Major Philippine banks remain strong and continue to support the country’s financing requirements despite the lingering COVID-19 pandemic, Bangko Sentral ng Pilipinas Governor Benjamin Diokno said on Monday.
“Key universal/commercial banks’ performance indicators showed a steady rise in assets, loans, and deposits, and sustained profitability with ample credit loss reserves, sufficient liquidity and capital buffers,” said Diokno in an online briefing.
He said assets of universal and commercial banks grew 8.2 percent year-on-year at end-April 2022 to P19.4 trillion, higher than the 4-percent expansion posted a year ago.
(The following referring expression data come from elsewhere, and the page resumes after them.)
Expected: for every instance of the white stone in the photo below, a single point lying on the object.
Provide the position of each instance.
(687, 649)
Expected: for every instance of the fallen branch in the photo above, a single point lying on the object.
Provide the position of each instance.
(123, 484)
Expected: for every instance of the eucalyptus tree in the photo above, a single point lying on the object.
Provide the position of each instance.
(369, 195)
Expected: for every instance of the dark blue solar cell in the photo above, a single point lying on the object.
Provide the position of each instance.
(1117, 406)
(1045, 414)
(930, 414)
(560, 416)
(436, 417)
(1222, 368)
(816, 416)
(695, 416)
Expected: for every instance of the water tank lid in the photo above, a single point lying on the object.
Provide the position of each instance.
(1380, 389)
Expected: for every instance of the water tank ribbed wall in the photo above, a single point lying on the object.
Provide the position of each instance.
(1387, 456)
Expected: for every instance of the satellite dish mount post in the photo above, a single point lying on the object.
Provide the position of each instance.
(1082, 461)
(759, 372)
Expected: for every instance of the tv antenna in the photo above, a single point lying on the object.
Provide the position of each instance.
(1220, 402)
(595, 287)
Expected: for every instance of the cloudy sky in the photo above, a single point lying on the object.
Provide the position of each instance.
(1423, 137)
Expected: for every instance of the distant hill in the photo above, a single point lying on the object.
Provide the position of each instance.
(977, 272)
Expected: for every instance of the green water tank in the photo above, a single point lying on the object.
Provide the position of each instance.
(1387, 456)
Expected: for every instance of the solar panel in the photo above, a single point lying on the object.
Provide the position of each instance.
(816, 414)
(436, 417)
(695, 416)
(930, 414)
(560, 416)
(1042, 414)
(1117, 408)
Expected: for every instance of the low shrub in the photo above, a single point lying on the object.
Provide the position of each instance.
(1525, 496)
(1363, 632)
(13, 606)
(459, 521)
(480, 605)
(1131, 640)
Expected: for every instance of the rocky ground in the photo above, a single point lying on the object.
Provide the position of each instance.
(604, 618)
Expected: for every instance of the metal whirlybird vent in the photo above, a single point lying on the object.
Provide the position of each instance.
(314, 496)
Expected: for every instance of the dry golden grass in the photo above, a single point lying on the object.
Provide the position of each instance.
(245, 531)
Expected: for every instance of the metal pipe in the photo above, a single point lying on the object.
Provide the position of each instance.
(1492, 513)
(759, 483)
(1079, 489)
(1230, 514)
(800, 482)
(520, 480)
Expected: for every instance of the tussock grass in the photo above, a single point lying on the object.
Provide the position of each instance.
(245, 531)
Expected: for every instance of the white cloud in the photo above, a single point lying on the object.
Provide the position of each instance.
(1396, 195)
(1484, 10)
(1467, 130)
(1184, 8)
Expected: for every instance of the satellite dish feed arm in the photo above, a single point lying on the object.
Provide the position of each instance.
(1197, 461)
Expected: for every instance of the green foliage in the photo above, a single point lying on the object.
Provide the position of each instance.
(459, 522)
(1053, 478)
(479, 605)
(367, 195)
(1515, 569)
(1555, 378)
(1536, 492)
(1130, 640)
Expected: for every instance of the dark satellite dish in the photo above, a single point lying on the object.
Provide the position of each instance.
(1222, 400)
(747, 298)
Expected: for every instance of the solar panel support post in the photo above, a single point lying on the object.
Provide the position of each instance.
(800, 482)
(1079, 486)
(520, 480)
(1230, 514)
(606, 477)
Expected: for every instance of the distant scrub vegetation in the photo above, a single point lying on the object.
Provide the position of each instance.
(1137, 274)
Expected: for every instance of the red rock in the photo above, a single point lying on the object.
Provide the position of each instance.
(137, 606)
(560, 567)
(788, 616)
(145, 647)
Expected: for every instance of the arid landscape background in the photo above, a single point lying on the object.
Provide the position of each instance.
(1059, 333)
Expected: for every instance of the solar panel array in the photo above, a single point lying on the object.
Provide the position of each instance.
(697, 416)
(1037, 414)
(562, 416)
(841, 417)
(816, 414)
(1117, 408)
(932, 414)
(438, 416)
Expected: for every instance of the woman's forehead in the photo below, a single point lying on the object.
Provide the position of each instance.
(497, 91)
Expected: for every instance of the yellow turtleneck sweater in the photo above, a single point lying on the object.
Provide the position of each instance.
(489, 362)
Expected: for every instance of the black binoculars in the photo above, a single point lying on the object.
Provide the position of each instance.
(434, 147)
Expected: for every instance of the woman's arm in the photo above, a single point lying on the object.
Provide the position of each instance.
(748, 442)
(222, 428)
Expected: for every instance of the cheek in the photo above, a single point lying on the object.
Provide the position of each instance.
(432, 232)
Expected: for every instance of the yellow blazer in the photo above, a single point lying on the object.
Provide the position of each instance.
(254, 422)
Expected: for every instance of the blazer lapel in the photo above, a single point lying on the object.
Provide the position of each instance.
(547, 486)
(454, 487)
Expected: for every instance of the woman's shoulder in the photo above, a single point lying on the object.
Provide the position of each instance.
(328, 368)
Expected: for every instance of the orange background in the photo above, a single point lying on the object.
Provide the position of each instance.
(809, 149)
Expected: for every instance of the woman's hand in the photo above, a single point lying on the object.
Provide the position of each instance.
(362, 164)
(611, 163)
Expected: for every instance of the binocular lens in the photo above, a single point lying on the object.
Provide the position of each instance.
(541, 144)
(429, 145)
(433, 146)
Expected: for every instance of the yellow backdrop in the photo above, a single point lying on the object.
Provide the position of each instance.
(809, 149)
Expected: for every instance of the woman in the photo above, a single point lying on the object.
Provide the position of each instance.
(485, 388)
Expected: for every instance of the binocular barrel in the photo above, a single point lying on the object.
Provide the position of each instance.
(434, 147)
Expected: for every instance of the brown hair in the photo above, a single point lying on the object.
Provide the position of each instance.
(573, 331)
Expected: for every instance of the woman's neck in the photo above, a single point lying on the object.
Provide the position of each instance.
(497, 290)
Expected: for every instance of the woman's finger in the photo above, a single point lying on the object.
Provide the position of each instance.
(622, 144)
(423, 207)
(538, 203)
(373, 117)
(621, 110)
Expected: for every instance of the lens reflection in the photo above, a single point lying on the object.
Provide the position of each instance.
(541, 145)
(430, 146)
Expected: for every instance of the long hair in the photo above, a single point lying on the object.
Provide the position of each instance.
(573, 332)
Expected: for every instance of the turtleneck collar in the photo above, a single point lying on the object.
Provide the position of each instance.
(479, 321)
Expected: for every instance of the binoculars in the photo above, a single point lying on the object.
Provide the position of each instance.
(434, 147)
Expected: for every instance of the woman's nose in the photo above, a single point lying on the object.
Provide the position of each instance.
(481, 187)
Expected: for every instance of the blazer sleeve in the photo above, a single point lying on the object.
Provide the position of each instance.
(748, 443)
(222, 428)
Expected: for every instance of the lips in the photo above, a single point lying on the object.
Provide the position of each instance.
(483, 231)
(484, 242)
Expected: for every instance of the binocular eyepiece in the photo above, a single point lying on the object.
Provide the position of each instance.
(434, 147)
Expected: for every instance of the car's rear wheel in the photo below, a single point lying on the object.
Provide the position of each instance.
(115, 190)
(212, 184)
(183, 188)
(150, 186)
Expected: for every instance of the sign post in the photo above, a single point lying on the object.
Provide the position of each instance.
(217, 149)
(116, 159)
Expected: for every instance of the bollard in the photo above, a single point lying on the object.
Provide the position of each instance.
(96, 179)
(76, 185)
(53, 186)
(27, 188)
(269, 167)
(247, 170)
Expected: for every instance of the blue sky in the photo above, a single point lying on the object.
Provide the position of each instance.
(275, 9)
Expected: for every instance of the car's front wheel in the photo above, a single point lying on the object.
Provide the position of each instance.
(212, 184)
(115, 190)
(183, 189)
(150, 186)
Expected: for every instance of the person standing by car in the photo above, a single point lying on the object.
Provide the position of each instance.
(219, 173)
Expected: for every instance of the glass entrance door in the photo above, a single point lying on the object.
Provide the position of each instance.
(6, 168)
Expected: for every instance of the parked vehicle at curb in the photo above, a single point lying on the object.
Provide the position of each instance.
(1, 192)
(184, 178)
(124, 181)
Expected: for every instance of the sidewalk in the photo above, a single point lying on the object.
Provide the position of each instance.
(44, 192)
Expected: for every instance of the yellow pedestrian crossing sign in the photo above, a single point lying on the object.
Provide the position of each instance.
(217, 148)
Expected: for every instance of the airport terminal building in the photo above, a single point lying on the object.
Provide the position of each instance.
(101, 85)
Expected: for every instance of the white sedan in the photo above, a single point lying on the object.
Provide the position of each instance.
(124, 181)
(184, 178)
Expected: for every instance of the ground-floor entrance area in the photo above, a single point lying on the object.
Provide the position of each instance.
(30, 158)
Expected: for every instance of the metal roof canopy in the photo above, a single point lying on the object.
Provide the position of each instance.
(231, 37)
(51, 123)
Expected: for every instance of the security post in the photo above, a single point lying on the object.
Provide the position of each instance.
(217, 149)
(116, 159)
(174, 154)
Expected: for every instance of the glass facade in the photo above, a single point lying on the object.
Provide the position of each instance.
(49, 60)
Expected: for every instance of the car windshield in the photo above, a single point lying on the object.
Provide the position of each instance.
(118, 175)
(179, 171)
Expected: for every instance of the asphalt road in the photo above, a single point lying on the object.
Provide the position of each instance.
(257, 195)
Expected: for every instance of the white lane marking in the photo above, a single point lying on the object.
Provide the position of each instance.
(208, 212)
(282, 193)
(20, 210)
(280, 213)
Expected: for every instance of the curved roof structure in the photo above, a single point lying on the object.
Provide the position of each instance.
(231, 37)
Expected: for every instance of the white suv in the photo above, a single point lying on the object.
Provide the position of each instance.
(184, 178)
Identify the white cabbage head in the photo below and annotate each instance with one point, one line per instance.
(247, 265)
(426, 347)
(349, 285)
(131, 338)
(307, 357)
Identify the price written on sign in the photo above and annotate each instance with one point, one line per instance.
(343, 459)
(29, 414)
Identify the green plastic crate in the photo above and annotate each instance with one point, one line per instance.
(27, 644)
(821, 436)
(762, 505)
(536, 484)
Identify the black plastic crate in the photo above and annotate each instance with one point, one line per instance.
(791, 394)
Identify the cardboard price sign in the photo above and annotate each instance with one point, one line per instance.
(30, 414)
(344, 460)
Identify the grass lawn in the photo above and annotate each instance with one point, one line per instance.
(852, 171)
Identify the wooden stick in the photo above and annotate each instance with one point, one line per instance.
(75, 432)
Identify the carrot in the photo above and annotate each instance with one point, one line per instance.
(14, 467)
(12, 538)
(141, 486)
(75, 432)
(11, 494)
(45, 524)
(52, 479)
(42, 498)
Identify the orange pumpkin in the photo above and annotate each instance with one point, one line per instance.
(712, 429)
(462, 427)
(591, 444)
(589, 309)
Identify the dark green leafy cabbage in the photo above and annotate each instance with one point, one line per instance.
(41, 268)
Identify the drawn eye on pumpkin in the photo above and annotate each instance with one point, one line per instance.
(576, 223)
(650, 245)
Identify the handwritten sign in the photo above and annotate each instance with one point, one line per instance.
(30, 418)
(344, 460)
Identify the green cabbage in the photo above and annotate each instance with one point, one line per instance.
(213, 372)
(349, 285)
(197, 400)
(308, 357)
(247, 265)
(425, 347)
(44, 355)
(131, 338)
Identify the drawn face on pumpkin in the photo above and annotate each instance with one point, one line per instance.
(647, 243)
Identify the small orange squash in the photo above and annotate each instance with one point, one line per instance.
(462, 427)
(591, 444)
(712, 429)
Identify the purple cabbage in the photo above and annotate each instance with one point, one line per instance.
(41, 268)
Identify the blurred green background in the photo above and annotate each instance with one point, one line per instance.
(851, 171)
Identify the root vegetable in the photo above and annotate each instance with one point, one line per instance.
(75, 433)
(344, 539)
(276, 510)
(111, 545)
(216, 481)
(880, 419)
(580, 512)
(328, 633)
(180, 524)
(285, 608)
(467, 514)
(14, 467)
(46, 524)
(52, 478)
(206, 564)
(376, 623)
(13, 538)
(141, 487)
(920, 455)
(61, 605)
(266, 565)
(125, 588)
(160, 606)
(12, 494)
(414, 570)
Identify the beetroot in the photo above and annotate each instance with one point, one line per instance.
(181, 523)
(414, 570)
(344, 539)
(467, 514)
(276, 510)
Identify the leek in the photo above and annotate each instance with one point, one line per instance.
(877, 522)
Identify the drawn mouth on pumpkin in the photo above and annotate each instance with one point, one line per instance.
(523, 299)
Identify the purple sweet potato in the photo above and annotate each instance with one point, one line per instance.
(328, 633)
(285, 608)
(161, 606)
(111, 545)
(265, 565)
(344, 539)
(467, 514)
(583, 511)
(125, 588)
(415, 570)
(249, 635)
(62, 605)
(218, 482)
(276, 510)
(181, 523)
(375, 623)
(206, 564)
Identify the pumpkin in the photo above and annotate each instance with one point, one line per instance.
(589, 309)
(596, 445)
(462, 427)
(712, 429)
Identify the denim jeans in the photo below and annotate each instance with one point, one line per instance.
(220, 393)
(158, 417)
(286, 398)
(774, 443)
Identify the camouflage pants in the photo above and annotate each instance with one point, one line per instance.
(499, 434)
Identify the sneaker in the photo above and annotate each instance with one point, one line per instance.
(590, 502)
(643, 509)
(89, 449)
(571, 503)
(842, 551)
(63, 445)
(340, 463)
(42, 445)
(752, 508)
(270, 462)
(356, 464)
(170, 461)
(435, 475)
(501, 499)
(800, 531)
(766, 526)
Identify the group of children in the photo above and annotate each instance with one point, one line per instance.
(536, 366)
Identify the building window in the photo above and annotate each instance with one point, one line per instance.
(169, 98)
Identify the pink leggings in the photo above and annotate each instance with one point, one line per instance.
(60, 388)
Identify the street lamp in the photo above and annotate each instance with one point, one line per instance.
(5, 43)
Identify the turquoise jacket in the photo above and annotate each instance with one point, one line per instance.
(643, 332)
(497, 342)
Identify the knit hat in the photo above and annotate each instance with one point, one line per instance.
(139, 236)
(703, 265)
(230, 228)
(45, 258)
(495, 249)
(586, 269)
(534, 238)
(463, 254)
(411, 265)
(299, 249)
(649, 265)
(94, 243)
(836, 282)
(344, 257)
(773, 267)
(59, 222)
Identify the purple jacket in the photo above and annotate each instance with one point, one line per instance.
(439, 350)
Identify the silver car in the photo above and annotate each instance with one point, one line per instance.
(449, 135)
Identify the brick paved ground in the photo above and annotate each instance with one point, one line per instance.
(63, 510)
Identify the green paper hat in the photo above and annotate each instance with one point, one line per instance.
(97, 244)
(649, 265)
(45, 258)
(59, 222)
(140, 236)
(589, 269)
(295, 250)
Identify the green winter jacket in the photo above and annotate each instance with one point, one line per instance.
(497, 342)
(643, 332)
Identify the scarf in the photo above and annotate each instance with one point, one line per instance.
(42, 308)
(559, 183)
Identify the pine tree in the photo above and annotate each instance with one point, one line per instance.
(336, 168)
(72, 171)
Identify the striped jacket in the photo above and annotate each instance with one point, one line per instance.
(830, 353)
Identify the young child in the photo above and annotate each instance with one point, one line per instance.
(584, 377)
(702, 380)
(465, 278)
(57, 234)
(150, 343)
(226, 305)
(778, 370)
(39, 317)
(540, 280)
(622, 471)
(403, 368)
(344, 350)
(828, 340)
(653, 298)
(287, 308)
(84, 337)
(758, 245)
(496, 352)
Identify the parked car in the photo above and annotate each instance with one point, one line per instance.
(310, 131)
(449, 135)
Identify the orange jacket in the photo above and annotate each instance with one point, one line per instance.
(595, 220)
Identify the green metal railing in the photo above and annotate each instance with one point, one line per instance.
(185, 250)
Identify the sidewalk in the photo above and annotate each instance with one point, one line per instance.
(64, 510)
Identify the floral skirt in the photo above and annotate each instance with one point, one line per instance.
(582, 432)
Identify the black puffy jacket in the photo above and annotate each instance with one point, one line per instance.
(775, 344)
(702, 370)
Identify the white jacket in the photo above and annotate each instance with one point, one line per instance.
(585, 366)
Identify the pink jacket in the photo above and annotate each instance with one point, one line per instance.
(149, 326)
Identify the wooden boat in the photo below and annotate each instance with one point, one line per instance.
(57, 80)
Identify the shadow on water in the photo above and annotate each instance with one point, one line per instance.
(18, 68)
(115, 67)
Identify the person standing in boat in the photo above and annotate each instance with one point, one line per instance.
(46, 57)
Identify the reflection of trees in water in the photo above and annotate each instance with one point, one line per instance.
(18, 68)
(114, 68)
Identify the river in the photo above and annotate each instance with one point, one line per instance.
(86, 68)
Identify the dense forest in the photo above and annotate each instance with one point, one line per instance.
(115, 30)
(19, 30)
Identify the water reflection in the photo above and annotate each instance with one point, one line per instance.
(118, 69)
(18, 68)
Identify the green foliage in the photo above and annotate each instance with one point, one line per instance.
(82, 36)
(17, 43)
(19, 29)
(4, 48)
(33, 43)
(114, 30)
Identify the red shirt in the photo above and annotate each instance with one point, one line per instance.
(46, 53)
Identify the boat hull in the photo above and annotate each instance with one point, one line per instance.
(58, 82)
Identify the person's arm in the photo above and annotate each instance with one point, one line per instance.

Deposits rose 8.7 percent, mainly accounting for the asset expansion.
Total loan portfolio, which largely comprised U/KBs’ assets, climbed 9.8 percent year on year to P10.7 trillion at end-April 2022. Banks extended the loans to productive sectors like real estate, wholesale and retail trade and manufacturing.
Credit to micro, small and medium enterprises stood at P334.8 billion, while lending to households, including residential real estate, reached P1.7 trillion.
Alongside improving economic conditions and credit activity, loan quality showed signs of recovery as their non-performing loan ratio eased to 3.6 percent at end-April 2022 from 3.9 percent a year earlier.
The U/KB industry’s NPL coverage ratio, on the other hand, increased to 95.2 percent in April this year from 87.7 percent during the same month in 2021.
“The full implementation of the Financial Institutions Strategic Transfer Act and the extension of effectivity of some of BSP’s credit-related relief measures are seen to provide support to the continued growth in U/KB lending,” Diokno said.
The industry’s net profit rose 26.7 percent year on year to reach P61.4 billion at end-March this year, a reversal from the 4-percent contraction in the same period in 2021.
U/KBs also continued to be well-capitalized with risk-based capital adequacy ratios of 16.2 and 16.8 percent on solo and consolidated bases, respectively, as of end-March 2022.
The industry registered a liquidity coverage ratio of 200.3 percent on solo basis at end-February 2022, well-above the 100-percent minimum requirement. This indicates a strong liquidity position to support short-term funding requirements.
Diokno said amid economic recovery and positive business and consumer sentiment, the BSP remained committed to pursuing regulatory and legislative reforms aimed at ensuring a safe, sound, and resilient financial system—one that contributes to the sustained growth of the economy, while supporting responsible innovation and the country’s broader sustainability agenda.